Let me preface this blog post with a confession. I’m a pretty superstitious person. I firmly believe that an article of clothing can possess luck and I plan my outfits accordingly. I also like to do things in a particular order. In climbing this is easy to explain away because having a routine for tying in and double-checking yourself is the safe thing to do. But I must admit that safety does not explain why I always put my left shoe on first, and not until after I’ve tied my knot. I’ve never been seriously injured while climbing and I’ve always put my left shoe on first. Why test it?
Jen Vennon is Out With the Old, In With the New
Because of the above mentioned “superstitions” (and I do realize you could just as easily describe these tendencies as neurotic) I NEVER change climbing shoes mid-project. The shoes I learn the moves in are the shoe I will send in. No exceptions.
Last year I received a brand new pair of Anasazi LVs, a shoe I affectionately refer to as “the purple velcro shoe”, in my Christmas stocking. I’d just spent a few months wearing non-5.10 shoes and couldn’t have been happier with my Christmas gift. 5.10s are the only shoes that work for me and the Anasazi LV is my favorite of the bunch!

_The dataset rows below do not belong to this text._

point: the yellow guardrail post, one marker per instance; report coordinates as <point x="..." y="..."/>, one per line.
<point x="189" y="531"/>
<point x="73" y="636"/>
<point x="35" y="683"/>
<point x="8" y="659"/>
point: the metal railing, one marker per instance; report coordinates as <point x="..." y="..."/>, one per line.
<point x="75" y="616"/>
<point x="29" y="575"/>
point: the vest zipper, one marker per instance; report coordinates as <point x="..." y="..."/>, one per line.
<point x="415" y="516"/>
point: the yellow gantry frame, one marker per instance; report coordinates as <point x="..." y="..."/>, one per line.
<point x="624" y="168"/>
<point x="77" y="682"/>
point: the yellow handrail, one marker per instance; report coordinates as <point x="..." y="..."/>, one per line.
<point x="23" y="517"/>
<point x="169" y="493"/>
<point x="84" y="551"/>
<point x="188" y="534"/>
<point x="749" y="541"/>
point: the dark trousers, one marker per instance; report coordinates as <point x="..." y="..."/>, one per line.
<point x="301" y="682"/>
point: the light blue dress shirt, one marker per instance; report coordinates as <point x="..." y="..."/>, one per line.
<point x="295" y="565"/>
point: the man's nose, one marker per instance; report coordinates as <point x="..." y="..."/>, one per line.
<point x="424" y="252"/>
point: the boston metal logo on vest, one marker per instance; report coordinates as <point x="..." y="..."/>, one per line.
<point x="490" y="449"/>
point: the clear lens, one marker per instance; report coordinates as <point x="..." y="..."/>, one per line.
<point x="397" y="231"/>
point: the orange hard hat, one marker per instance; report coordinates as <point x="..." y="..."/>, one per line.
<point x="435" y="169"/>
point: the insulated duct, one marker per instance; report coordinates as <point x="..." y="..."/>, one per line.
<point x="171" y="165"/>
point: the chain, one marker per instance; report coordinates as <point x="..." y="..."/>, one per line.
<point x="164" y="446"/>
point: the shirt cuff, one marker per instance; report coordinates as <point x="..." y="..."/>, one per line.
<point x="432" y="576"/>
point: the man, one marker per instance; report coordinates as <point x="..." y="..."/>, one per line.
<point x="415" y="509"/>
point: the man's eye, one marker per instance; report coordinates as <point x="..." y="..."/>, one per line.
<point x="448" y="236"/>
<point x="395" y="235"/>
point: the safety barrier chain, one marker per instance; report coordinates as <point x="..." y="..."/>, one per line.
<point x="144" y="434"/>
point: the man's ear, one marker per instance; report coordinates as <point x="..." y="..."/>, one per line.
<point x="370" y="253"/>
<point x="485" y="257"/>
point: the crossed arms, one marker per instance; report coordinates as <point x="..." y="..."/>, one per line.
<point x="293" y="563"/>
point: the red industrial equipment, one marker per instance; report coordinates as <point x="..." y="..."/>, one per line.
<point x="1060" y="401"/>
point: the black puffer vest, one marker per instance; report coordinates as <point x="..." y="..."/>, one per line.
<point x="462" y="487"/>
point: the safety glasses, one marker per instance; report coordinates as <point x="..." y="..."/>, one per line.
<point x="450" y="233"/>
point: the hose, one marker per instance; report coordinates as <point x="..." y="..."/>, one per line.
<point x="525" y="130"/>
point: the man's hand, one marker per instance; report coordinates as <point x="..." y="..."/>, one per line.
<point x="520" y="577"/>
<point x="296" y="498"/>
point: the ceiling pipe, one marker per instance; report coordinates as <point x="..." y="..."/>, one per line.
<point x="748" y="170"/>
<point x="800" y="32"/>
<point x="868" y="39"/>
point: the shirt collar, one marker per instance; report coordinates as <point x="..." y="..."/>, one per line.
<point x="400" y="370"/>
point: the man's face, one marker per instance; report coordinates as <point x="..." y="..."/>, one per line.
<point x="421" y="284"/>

Those purple velcro shoes immediately became my only climbing shoe. And I mean that literally. Warm-up, project, redpoints, limestone, sandstone, plastic. I did it all in that one pair of shoes. At the six month mark they were looking good and managed to be just the luck I needed to send a long standing project of mine, Simply Read, in Rifle Colorado. Check out a video of the climb at DeadPoint Mag.
As summer turned to fall I began work on the hardest route I’ve ever attempted, The 7 P.M Show. After a few weeks on this route, and eight months in my Anasazis, my shoes were beginning to show signs of wear, most notably with a huge gouge in the sole of the shoe, right beneath my big toe. But, as I mentioned before, I do not believe in switching shoes mid project. I also did not have the resources to order a new pair of shoes and get them to Carbondale in time for the perfect weather. (This was all before I became a proud member of team 5.10!!) What could I do but send the hardest route of my life in a pair of shoes I’d been wearing for eight solid months.

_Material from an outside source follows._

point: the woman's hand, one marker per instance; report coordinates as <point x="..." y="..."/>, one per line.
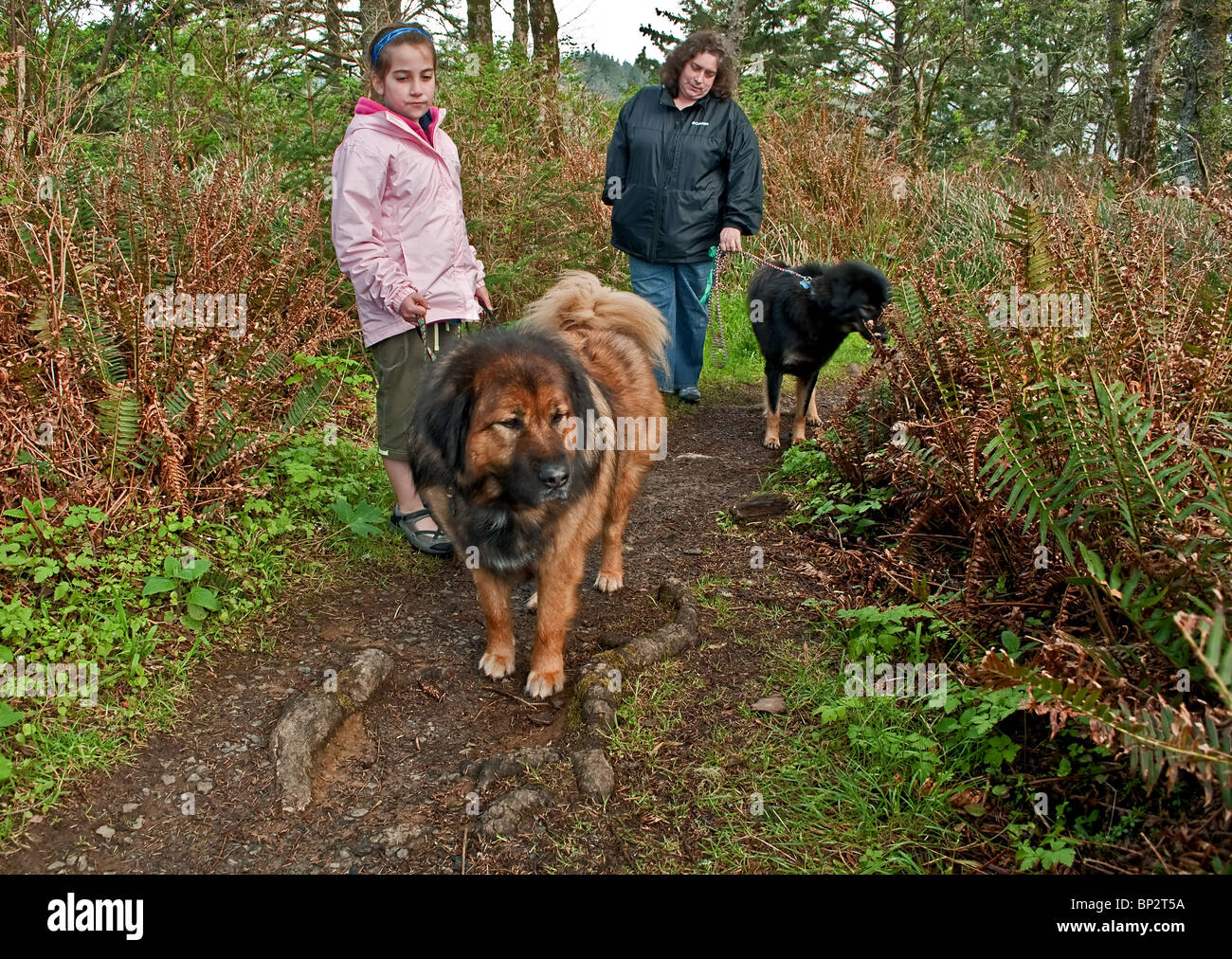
<point x="413" y="307"/>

At that point I began to think that I could make these shoes last a full year. They are obviously lucky shoes, so I figured I try to get all the luck out of them that I could.
I was determined to make it happen. That was until I arrived home to find a box of brand new Anasazi LVs. It would have been really cool to wear that same pair of shoes, exclusively, for an entire year. But not quite as cool as getting a brand new pair just in time for winter bouldering!
Still, eleven months in a single pair of climbing is pretty good.